Alberto Núñez Feijóo notou que já há “algum tempo que a corrupção tocava no coração do governo, do PSOE e do próprio” Pedro Sánchez. “Já não há dúvidas de que tínhamos razão. Estamos diante do ‘caso Sánchez’ e, perante isso, há que atuar”, enfatizou o presidente do Partido Popular, lembrando ainda o caso de corrupção em que estará envolvida Begoña Gómez, mulher do chefe do governo espanhol. “É evidente que o senhor Sánchez não veio servir [a nação], mas antes veio servir-se.”
Por seu turno, Isabel Díaz Ayuso ainda foi mais longe. “É imprescindível a demissão em bloco deste governo. É urgente”, atirou a presidente da comunidade de Madrid, antevendo: “Ainda falta muitíssimo para ver. Veremos quantos dias vai demorar Sánchez para ver como volta a arranjar uma nova estratégia para atacar juízes, procuradores, políticos e todos aqueles que estão a fazer o seu trabalho”.
O que tem a Venezuela a ver com deste processo?
No seu interrogatório, Aldama levantou um assunto periférico ao caso, mas também potencialmente grave para Sánchez. Antes da compra da pandemia e dos contratos para a compra de máscaras, garantiu, houve um polémico encontro no aeroporto de Barajas, em Madrid, em que esteve presente Delcy Rodríguez, vice-presidente da Venezuela e figura próxima do Presidente Nicolás Maduro. Mas havia um grande problema: a responsável política venezuelana não podia entrar no espaço Schengen (nem sobrevoá-lo), por ser alvo de sanções pela União Europeia.
No entanto, Delcy Rodríguez aterrou em Espanha. A vice-presidente venezuelana era próxima de Victor de Aldama, que terá combinado a viagem com Koldo García e que recebeu também o aval de José Luis Ábalos. Segundo o testemunho do empresário, Pedro Sánchez e todo o governo espanhol tiveram conhecimento da viagem de uma das aliadas de Nicolás Maduro, apesar de a União Europeia o proibir.
A chegada da vice-presidente da Venezuela tinha um objetivo: a venda ilegal de ouro venezuelano, segundo apurou o Ministério Público. Em concreto, na visita de Delcy Rodríguez a Espanha, seriam vendidas 104 barras de ouro — avaliadas em 68,5 milhões de euros — a uma empresa espanhola.
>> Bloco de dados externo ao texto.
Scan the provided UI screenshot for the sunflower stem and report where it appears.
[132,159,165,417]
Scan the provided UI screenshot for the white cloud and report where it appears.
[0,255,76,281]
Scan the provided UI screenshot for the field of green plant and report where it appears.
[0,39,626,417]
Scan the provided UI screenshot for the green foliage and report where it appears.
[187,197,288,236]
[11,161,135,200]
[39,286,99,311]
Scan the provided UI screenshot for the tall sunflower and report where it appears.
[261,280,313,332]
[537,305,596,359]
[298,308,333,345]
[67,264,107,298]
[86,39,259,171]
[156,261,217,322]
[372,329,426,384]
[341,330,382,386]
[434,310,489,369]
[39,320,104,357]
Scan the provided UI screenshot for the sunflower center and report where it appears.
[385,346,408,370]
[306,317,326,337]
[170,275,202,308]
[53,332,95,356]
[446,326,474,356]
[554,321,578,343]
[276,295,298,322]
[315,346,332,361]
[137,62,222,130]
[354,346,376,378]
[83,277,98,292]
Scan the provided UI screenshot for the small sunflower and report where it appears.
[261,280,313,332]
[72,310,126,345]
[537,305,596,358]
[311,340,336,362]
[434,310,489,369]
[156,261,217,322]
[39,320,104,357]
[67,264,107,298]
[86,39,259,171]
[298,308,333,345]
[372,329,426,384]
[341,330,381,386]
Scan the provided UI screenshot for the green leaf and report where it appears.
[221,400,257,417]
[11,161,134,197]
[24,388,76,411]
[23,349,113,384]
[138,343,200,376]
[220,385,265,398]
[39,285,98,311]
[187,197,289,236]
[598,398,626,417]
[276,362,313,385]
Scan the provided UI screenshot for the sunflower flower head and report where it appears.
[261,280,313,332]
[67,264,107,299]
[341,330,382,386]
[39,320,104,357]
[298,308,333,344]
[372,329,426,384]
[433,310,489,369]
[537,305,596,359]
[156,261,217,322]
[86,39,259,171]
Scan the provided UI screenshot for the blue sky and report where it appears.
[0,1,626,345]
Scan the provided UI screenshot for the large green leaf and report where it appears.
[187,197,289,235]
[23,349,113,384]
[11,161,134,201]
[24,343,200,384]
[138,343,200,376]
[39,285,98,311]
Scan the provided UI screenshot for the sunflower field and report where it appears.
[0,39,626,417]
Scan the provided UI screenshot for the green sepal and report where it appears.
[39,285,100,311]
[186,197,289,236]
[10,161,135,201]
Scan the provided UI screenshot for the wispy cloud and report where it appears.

A venda acabou por não se concretizar — tal como a reunião fora de Barajas. Estaria previsto que Delcy Rodríguez abandonasse o aeroporto e se deslocasse a uma moradia no centro de Madrid, num encontro que já teria sido previamente planeado. Entre várias declarações confusas, o governo de Pedro Sánchez reconheceu que sabia da viagem da vice-presidente, tendo tido conhecimento da mesma “horas antes” e que foi cancelado no momento em que o executivo se apercebeu das “sanções individuais” de que Delcy Rodríguez era alvo.
Sociedades para desviar fundos. Qual o papel de Portugal neste caso?
Portugal não passou ao lado deste mega processo de corrupção. Victor de Aldama, de acordo com um relatório judicial de 2023 consultado pelo Expresso, “colocou bens móveis e imóveis dos quais é proprietário em nome de empresas constituídas em Portugal”, de modo a “esquivar-se a sanções económicas da Autoridade Tributária [de Espanha]”.
As empresas em questão têm sede em Elvas e em Lisboa. Terão servido para adquirir bens, num processo de branqueamento de capitais resultante da celebração de contratos para a compra de máscaras. Segundo a acusação, Victor de Aldama terá comprado, através da sociedade portuguesa, uma “casa situada numa urbanização em Madrid por dois milhões de euros” e ainda um carro Ferrari F12, que foi “adquirido com parte dos fundos investigados”.